I’m developing 360VR stitching program.
It needs to decode 6~8 mp4 files simultaneously, stitch into one and encode to a file…
Environment : Windows 10, Visual Studio 2015
I wrote a program use multiple GPU and NVLINK to speed up decoding, stitching and encoding.
It works fine on a system with RTX-8000 x2, NVLINK, Video Codec SDK 9 and CUDA 10.1 …
It works fine on a system with GV100 x2, NVLINK.
But, it crash on a system with two RTX A6000, NVLINK.
With two RTX A6000, I can create multiple NVDEC session on GPU 0.
And I create single NVDEC session on GPU 1, it works fine…
But When I create multiple NVDEC session on GPU 1, it return CUDA_ERROR_OUT_OF_MEMORY.
When I create a NVDEC session on GPU 0, it works fine.
When I create a NVDEC session on GPU 1, it crash… no return code… crash inside NVENCODEAPI64.DLL
To Test, I modified AppDec example in Video Codec SDK 9.0.18.
AppDec.cpp (15.3 KB)
I tested various environment with AppDec example…
You can see various setting in the code comments.

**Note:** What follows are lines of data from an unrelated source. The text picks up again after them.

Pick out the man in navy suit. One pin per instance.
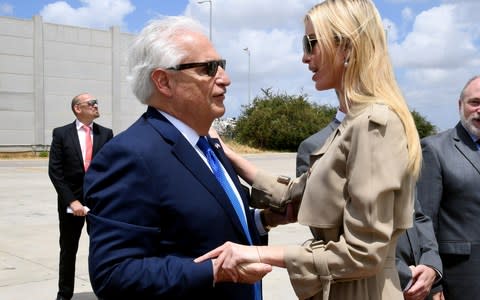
(155, 203)
(68, 160)
(417, 260)
(449, 190)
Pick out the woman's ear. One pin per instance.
(161, 81)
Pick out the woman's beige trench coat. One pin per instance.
(358, 198)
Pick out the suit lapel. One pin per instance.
(466, 146)
(187, 155)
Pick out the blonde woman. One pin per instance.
(358, 196)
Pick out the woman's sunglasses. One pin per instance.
(92, 102)
(309, 41)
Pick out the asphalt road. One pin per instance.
(29, 233)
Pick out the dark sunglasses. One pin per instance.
(211, 66)
(92, 102)
(308, 43)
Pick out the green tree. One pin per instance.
(277, 121)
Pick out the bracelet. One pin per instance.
(258, 252)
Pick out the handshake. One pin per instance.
(236, 263)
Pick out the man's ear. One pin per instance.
(162, 82)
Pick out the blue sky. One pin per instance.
(434, 45)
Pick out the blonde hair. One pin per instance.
(355, 26)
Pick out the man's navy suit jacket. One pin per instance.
(155, 206)
(65, 165)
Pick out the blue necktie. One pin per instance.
(222, 179)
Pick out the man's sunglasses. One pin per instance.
(211, 66)
(92, 102)
(308, 43)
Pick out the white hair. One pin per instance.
(155, 48)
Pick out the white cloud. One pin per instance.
(391, 30)
(6, 9)
(436, 40)
(436, 59)
(92, 13)
(407, 14)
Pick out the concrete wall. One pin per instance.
(43, 65)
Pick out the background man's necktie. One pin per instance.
(88, 147)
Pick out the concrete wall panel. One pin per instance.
(16, 27)
(16, 45)
(15, 64)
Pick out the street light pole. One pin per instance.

1 process with 1 NVDEC session on GPU 0 works fine.
2 process with 1 NVDEC session on GPU 0 works fine.
1 process with 1 NVDEC session on GPU 1 works fine.

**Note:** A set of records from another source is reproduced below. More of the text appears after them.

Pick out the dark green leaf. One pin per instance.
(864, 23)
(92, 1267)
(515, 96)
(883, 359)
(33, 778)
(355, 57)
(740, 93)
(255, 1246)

2 process with 1 NVDEC session on GPU 1 works fine.
1 process, 2 thread, each thread has 1 NVDEC session on gpu 0 works fine.
1 process, 2 thread, each thread has 1 NVDEC session on gpu 1 failed.

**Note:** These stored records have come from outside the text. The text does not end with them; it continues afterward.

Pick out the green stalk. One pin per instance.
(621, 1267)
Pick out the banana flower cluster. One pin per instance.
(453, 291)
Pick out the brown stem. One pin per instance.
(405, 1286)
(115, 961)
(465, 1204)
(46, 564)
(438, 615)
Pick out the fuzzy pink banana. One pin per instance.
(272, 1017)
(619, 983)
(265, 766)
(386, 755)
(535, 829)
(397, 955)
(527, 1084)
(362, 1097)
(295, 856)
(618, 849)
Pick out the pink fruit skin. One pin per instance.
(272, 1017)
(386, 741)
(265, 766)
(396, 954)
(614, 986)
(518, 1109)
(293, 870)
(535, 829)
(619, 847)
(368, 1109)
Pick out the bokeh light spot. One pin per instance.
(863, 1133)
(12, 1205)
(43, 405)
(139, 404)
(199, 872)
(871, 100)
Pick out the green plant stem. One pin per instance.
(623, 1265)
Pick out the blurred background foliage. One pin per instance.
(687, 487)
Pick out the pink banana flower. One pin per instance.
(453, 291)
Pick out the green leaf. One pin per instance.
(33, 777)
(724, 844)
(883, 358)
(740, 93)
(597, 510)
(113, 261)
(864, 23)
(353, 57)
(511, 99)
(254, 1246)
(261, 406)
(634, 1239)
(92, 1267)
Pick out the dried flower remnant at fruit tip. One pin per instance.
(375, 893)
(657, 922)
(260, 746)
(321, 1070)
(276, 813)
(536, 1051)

1 process, 1 thread, 2 NVDEC session on gpu 0 works fine.
1 process, 1 thread, 2 NVDEC session on gpu 1 failed.
and I tested AppDec sample with Video Codec SDK 11.0.10, CUDA 11.2, visual studio 2019.
I got same result…
To do my job done,
I need to run multiple NVDEC/NVENC session on a single process…
Any sugguestion ?
How can I do that ??
Is it possible ? or not ?
Is it bad code or bad driver ??
Is there any sample for multiple NVDEC/NVDEC session on Multiple GPU ??